Backtesting: The Discipline of Honest Historical Inquiry

Every event, seen from the outside, appears unique. The behavioral signatures beneath them are ancient. Studying human history with honest neutrality means studying the one force that holds constant across time: how human beings respond to uncertainty, opportunity, and fear.

This study, applied to the historical price record with defined rules and measured accountability, is what the systematic trading world calls backtesting.

Paul Tudor Jones demonstrated this in 1987. His research director, Peter Borish, overlaid the 1929 pre-crash market trajectory onto the 1987 market and found structural similarity between both periods. Parabolic run ups driven by optimism over fundamentals. They positioned with put options on equity indexes. When Black Monday arrived on October 19, 1987, the Dow dropped 22.61% in a single day.

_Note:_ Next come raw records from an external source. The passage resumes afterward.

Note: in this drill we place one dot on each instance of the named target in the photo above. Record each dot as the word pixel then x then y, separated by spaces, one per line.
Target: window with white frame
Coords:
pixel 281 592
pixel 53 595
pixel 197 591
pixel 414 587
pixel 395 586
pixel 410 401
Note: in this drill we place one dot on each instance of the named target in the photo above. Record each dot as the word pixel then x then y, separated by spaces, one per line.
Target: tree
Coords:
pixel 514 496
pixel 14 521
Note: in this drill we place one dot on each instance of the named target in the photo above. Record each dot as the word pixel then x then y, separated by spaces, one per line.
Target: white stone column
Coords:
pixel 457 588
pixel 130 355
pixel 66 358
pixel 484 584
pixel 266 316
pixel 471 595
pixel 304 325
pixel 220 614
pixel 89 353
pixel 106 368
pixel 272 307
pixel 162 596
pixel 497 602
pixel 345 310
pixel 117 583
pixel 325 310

Tudor Investment tripled their money. The reason matters more than the outcome. Jones studied the historical pattern, recognized structural similarity, and prepared with guardrails. The team looked for structural rhyme across history, and they sized their positions to survive in case they were wrong.

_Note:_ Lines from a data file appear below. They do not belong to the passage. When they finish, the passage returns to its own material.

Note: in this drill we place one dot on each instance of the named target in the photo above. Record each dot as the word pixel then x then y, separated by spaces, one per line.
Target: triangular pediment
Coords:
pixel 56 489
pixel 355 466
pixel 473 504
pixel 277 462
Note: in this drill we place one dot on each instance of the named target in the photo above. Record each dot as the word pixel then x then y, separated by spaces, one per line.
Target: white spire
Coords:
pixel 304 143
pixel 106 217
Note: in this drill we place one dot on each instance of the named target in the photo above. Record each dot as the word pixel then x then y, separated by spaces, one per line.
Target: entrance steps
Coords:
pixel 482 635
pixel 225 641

Paul Tudor Jones and Crowds outside the New York Stock Exchange, 1929

Paul Tudor Jones, 2006. His 1987 positioning came from historical pattern recognition, backed by position sizing that assumed the possibility of being incorrect.

Crowds outside the New York Stock Exchange, 1929. The outer architecture transforms. The inner behavioral sequence persists across generations.

Backtesting, operating at its highest level, is a defined observation about recurring human behavior applied to a current market condition, measured against the historical record, and backed by position sizing that accounts for the possibility of being incorrect.

Chapter One

Backtesting is the practice of applying a defined set of trading rules to historical price data and observing what would have happened. A strategy with specific conditions, when to enter, when to exit, how to size the position, gets applied to a historical data set as though the trader is living through it in real time with no knowledge of what comes next. Every trade, every win, every loss, every drawdown gets recorded.

The output is a measurement. How did this set of rules interact with this set of market conditions?

The backtest is where the theoretical becomes empirical. It tells whether defined rules have demonstrated, under rigorous conditions, that they capture something genuine in the behavioral record.

A deeper question lives beneath the mechanics. Why would patterns from fifty years ago, or five hundred years ago, carry any information about markets today? The instruments have changed. The technology has changed. The speed of information flow has transformed beyond recognition.

A Cotton Office in New Orleans by Edgar Degas, 1873 and Flora's Wagon of Fools by Hendrik Gerritsz Pot, c.1637

A Cotton Office in New Orleans, Edgar Degas, 1873. Fear operated in these rooms the same way it operates in electronic markets today.

Flora’s Wagon of Fools, Hendrik Gerritsz Pot, c.1637. Euphoria overextends in the same sequence it followed during the tulip mania of 1637.

The outer architecture has transformed completely across generations. The inner architecture remains. Collective human behavior follows structural patterns across time because the consciousness driving it operates on the same principles it always has. A backtest works because the record beneath the price data is a record of human response, and human response at the collective level holds constant across centuries even as every surface condition transforms.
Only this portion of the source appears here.